Spaces:

cuilabs
/

bee

Paused

File size: 7,377 Bytes

5e21013

"""Push distilled JSONL files to the cuilabs/bee-interactions HF dataset.

Why this exists
---------------
The distillation pipeline (bee/distillation.py) writes JSONL to
`data/datasets/distilled/<domain>.jsonl` with a teacher-student schema:

    { "instruction": ..., "input": ..., "output": ...,
      "domain": ..., "teacher_model": ..., "sample_id": ... }

The Kaggle workers (workers/kaggle-{online,tpu}-train/train.py) load the
HF dataset `cuilabs/bee-interactions` and apply `rejection_reason()` over
each row. That function expects fields `prompt` / `content` / `domain` /
`task_type` / `target_tiers` / `quality_score` / `feedback` / `role` —
and rejects anything missing them.
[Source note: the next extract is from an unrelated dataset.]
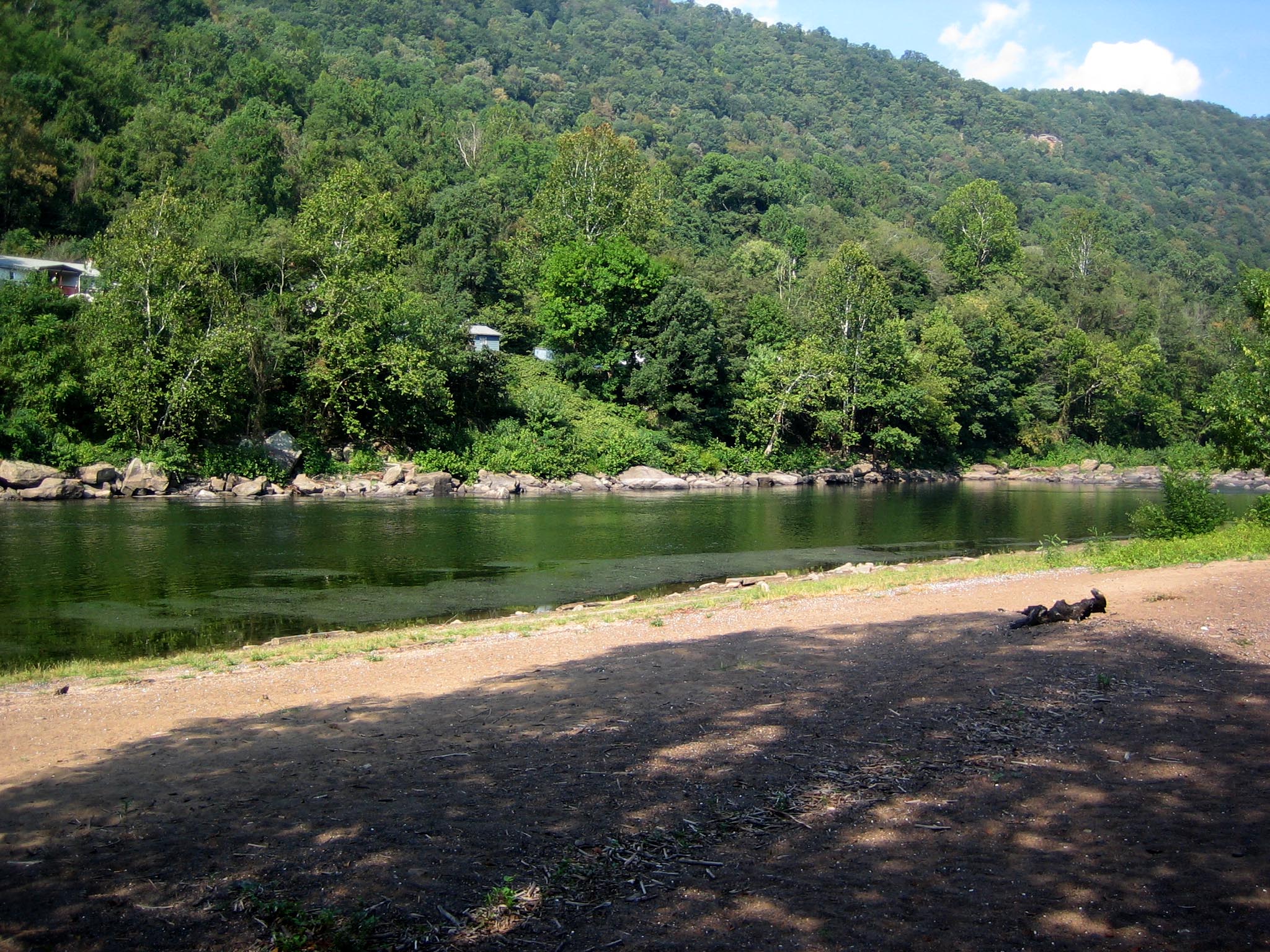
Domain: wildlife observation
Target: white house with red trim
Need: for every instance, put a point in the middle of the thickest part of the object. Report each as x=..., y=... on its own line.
x=71, y=277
So distilled JSONL files would fail
the filter even if uploaded as-is.

This script bridges the two schemas and uploads the result as a single
timestamped JSONL under `distilled/` in the dataset, which the trainer's
`load_dataset(DATASET_ID, split="train")` call picks up automatically.

Usage
-----
    HF_TOKEN=... python scripts/push_distilled_to_hf.py

Optional flags:
    --input-dir <path>      default: data/datasets/distilled
    --dataset-id <repo>     default: cuilabs/bee-interactions
    --quality-score <0..1>  default: 0.85 (teacher-distilled is high)
    --target-tiers cell,cell-plus,comb
    --dry-run               show what would be uploaded, don't push

Idempotency
-----------
The filename is timestamp-keyed and dropped under a `distilled/` prefix,
so re-running this script appends new files rather than overwriting.
The trainer dedupes via `dedupe_dataset()` (sha256 of prompt+content
prefix), so identical rows from earlier uploads are skipped at training
time.
"""
from __future__ import annotations

import argparse
import datetime
import json
import os
import sys
from pathlib import Path

REPO_ROOT = Path(__file__).resolve().parent.parent
DEFAULT_INPUT_DIR = REPO_ROOT / "data/datasets/distilled"
DEFAULT_DATASET_ID = "cuilabs/bee-interactions"
DEFAULT_QUALITY_SCORE = 0.85
DEFAULT_TARGET_TIERS = ["cell", "cell-plus", "comb"]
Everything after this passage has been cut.